Unikernels have long been considered the future of software infrastructure, however, their low level nature have kept back many developers from using them. OPS is a new open source tool that allows anyone including non-developers to build and run unikernels with ease.
But first - what is a unikernel? Even if you have heard of the term, you might not quite understand what it is. A unikernel is first and foremost a single process system. Another way to think about that is an operating system that is specifically built to run one application - yours. You see the server side operating system that we all know and love, Linux came out in 1991 and even back then, noted computer science professor Andrew Tanenbaum considered it obsolete the day it came out. That's 28 years ago. UNIX which it was modeled after, was released in 1969. What's particularly interesting here is that both of these heavily predate VMWare which brought virtualization to the masses and Amazon Web Services which is the "cloud". They also predate the first internet boom.
Today, if you are an engineer at Uber or Twitter or really any large software company, you don't have a single database named Mars anymore. You have thousands of databases - there's just too much software.
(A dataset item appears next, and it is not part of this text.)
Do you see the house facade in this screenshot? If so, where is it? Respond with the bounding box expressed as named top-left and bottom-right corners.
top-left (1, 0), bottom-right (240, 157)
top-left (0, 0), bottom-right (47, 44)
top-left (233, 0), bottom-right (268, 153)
Devops practitioners started isolating specific applications to specific VMs a long time simply because it was easier to manage. A pool of web servers here, a collection of sharded/replicated database servers there, etc. That is - they already started treating their deploys like unikernels. The rise of containerization really made this practice go faster and further and here, we are at some of the early production unikernel deployments.
Unikernels have many benefits noted by many large companies. NEC has papers showing them boot unikernels in 5ms. To paint the picture, a single call to fork costs roughly 3ms. Booting a docker container is north of 100ms. Other papers coming from academia detail booting a unikernel in response to an incoming dns request, then shutting down again. Some unikernels can clock in the kilobyte range. We typically tell people using OPS that the vms that are produced are roughly the size of your application - so if you have a 10mb go binary, that's going to be basically the size of the vm. To be clear, most of the unikernel implementations out there do not run Linux.
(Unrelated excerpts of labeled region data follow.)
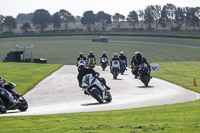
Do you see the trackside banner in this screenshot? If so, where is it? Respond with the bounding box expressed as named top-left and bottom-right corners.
top-left (151, 65), bottom-right (160, 71)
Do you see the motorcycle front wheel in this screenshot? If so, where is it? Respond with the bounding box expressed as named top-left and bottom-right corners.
top-left (18, 96), bottom-right (28, 112)
top-left (90, 89), bottom-right (103, 103)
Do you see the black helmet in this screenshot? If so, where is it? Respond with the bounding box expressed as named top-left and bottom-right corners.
top-left (79, 52), bottom-right (83, 58)
top-left (120, 51), bottom-right (124, 55)
top-left (78, 65), bottom-right (85, 72)
top-left (90, 51), bottom-right (93, 55)
top-left (135, 52), bottom-right (143, 63)
top-left (113, 53), bottom-right (118, 58)
top-left (102, 51), bottom-right (106, 55)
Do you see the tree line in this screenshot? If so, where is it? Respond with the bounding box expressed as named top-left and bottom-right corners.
top-left (0, 4), bottom-right (200, 33)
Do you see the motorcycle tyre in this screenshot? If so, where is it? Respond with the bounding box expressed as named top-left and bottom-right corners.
top-left (106, 93), bottom-right (112, 102)
top-left (0, 105), bottom-right (7, 114)
top-left (90, 89), bottom-right (103, 103)
top-left (18, 97), bottom-right (28, 112)
top-left (141, 75), bottom-right (150, 86)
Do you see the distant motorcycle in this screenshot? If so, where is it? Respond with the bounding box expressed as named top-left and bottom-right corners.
top-left (101, 57), bottom-right (108, 71)
top-left (138, 66), bottom-right (151, 86)
top-left (111, 60), bottom-right (120, 79)
top-left (76, 59), bottom-right (87, 67)
top-left (121, 60), bottom-right (126, 75)
top-left (82, 74), bottom-right (112, 103)
top-left (0, 83), bottom-right (28, 113)
top-left (87, 58), bottom-right (96, 68)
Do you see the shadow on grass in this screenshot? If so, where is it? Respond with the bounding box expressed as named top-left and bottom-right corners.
top-left (137, 86), bottom-right (154, 88)
top-left (81, 102), bottom-right (109, 106)
top-left (113, 79), bottom-right (124, 80)
top-left (0, 110), bottom-right (21, 116)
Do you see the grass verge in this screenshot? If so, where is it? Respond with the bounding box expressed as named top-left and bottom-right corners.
top-left (0, 36), bottom-right (200, 65)
top-left (0, 63), bottom-right (62, 94)
top-left (0, 62), bottom-right (200, 133)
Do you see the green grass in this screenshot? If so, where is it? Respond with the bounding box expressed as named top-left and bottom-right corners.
top-left (0, 63), bottom-right (62, 94)
top-left (152, 62), bottom-right (200, 93)
top-left (0, 62), bottom-right (200, 133)
top-left (0, 36), bottom-right (200, 133)
top-left (0, 100), bottom-right (200, 133)
top-left (0, 36), bottom-right (200, 65)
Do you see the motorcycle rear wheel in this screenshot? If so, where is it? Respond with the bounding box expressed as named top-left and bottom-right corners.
top-left (0, 105), bottom-right (7, 114)
top-left (90, 89), bottom-right (103, 103)
top-left (18, 97), bottom-right (28, 112)
top-left (106, 93), bottom-right (112, 102)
Big Problems in Little VM Land
However, unikernels have not been without their problems. While some problems are fake like the lack of debuggers which is crazy cause most unikernelists out there I know heavily utilize gdb and strace and such other problems are real. Compiling unikernels has been a real pain for most developers. It usually requires patching codebases like mysql or tweaking linker flags or Makefiles and most of the time, involves the end user changing things that they might not understand the full ramifications of.
OPS is fixing that.
Build and Run Your First Unikernel
To get started using unikernels, download OPS. You can either use the quick installer via curl or you can build from the source.
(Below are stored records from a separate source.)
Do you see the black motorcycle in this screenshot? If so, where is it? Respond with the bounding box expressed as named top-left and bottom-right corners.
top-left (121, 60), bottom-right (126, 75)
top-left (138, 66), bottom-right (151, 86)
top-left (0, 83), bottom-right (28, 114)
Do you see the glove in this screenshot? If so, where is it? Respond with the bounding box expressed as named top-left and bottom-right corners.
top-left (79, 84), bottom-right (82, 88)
$ curl https://ops.city/get.sh -sSfL | sh
First off, let's try a quick node.js
hello world - put this into a hi.js:
console.log("Hello from inside a unikernel!");
Now let's run that:
$ ops load node_v11.15.0 -a hi.js
What happens here is that we download a node package that has everything in it that is needed to run a node application. You can think of these packages like debian packages.
Next, it spins up a small wrapper around qemu that removes some of the rough edges and runs the program. OPS has been designed to run on both linux and mac, but it can also deploy to the cloud providers. If you are on linux, you can enable KVM and it'll run much faster.
If you run...
$ ops list
...you'll see that there are other pre-built packages ready to go and we are adding more all the time. What's even cooler is that you don't necessarily need a package. We've made it to where you can turn arbitrary ELF binaries into unikernels and run them.
What Will You Build?
Unikernels have the capacity of unlocking newer forms of compute that were simply not achievable with existing Linux based virtual machines. Their size, speed and security will enable all sorts of new interesting ways of running software in the cloud and at the edge.